In an observational study of more than 2500 patients with relapsing-remitting MS (RRMS), participants with self-reported depression were more likely to have worse scores on neuroperformance measures, such as processing speed tests, than their peers without depression.
At baseline, the group with depression also had greater odds of having at least one new contrast-enhancing lesion (CEL) on MRI.
“Our results suggest that depression is not merely a reactive symptom but indicates increased risk of future MS disease activity,” the investigators note.

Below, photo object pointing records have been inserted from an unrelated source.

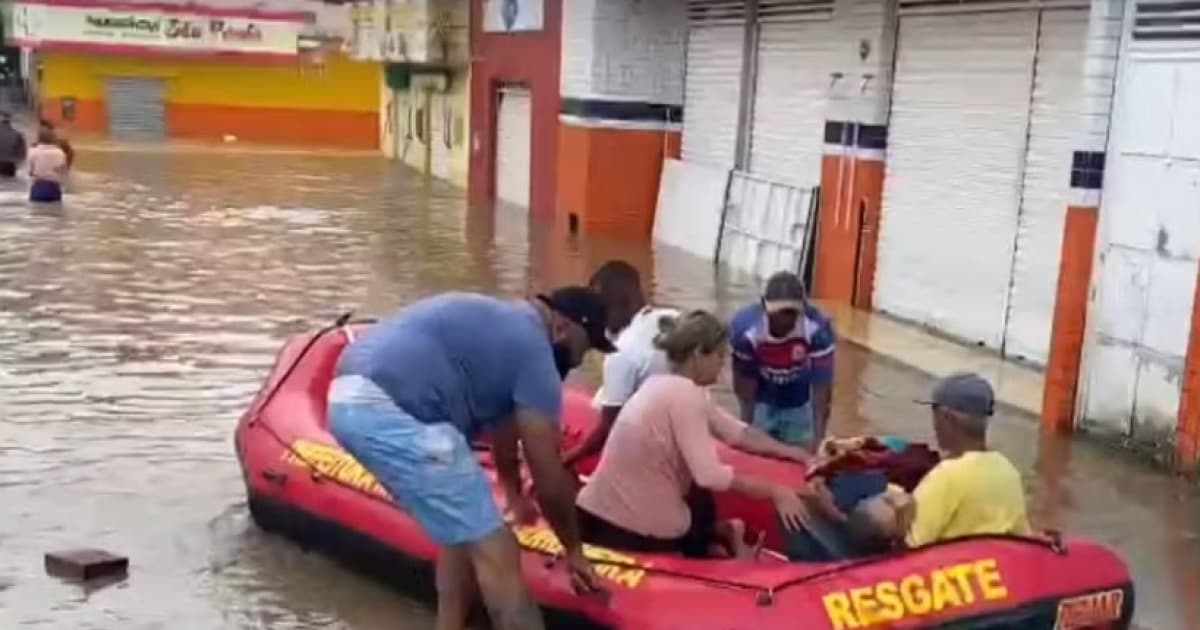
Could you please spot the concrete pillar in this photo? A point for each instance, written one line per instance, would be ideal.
(621, 113)
(852, 165)
(1068, 329)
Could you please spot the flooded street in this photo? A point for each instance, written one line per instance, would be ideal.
(138, 321)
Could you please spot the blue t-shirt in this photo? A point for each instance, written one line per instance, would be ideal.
(786, 367)
(460, 358)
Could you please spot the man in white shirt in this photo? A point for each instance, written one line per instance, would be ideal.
(633, 325)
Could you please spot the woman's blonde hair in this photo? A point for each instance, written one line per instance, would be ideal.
(682, 336)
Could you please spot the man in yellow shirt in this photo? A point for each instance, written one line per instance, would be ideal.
(973, 490)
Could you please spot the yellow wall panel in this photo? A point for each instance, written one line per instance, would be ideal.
(345, 85)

Lead author Jenny Feng, MD, clinical associate at Cleveland Clinic Mellen Center for MS Treatment and Research, Ohio, added that depression should be routinely screened for in all patients with MS, something done routinely at her center.

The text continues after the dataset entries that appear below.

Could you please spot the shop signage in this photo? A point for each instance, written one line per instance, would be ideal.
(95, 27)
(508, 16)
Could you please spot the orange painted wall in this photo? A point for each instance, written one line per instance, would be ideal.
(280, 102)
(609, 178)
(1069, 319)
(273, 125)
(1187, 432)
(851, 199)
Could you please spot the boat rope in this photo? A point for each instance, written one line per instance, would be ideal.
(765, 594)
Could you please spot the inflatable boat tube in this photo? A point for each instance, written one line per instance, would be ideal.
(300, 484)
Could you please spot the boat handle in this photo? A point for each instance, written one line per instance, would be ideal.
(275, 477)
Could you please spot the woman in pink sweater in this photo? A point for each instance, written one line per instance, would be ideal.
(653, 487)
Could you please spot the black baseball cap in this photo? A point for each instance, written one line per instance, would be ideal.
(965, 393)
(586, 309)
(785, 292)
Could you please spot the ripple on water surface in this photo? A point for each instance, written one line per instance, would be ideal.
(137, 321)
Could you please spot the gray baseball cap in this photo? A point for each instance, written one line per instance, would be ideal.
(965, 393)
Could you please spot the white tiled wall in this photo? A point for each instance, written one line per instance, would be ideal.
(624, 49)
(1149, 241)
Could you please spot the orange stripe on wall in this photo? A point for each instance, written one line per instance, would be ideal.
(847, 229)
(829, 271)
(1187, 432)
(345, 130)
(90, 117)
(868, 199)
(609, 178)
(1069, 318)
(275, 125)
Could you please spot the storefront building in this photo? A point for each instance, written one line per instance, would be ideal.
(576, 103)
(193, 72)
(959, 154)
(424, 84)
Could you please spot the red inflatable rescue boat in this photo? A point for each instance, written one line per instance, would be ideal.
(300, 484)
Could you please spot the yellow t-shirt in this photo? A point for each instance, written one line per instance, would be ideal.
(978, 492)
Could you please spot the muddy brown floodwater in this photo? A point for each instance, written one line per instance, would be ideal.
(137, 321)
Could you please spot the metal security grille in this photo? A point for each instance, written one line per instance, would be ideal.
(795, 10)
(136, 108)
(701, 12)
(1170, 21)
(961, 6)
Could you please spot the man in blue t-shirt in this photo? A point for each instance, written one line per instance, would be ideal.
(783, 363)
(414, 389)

“Every single patient that comes through the door with newly diagnosed MS we refer to neuropsychology to screen for depression; and if there is depression, then we actively manage it because it does have an effect” on patients, she told Medscape Medical News.
“Depression isn’t just a neuropsychiatric disease,” Feng added. As shown in their study, “it may have effects on MS, especially with regards to performance in neurological function testing.”
The research is presented on AAN.com as part of the American Academy of Neurology (AAN) 2020 Science Highlights. Because of the COVID-19 pandemic, the AAN had to cancel its 2020 annual meeting.
Associations Have Been “Unclear”
Although inflammatory, psychosocial, and neurodegenerative factors “have been hypothesized as etiologies” for why depression is commonly found in patients with MS, the full association between depression and MS disease activity “is not clear,” the investigators note.
For the current study, they assessed data from the Partners-Advancing-Technology-and-Health-Solutions (MS-PATHS) database, an ongoing collaborative network of seven MS centers in the United States and three in Europe.
MS disease history and MRI data were examined, as well as 12-month scores on neuroperformance tests measuring processing speed (Single Digit Modalities Test), walking speed (Timed 25-Foot Walk), and manual dexterity (Nine-Hole Peg Test).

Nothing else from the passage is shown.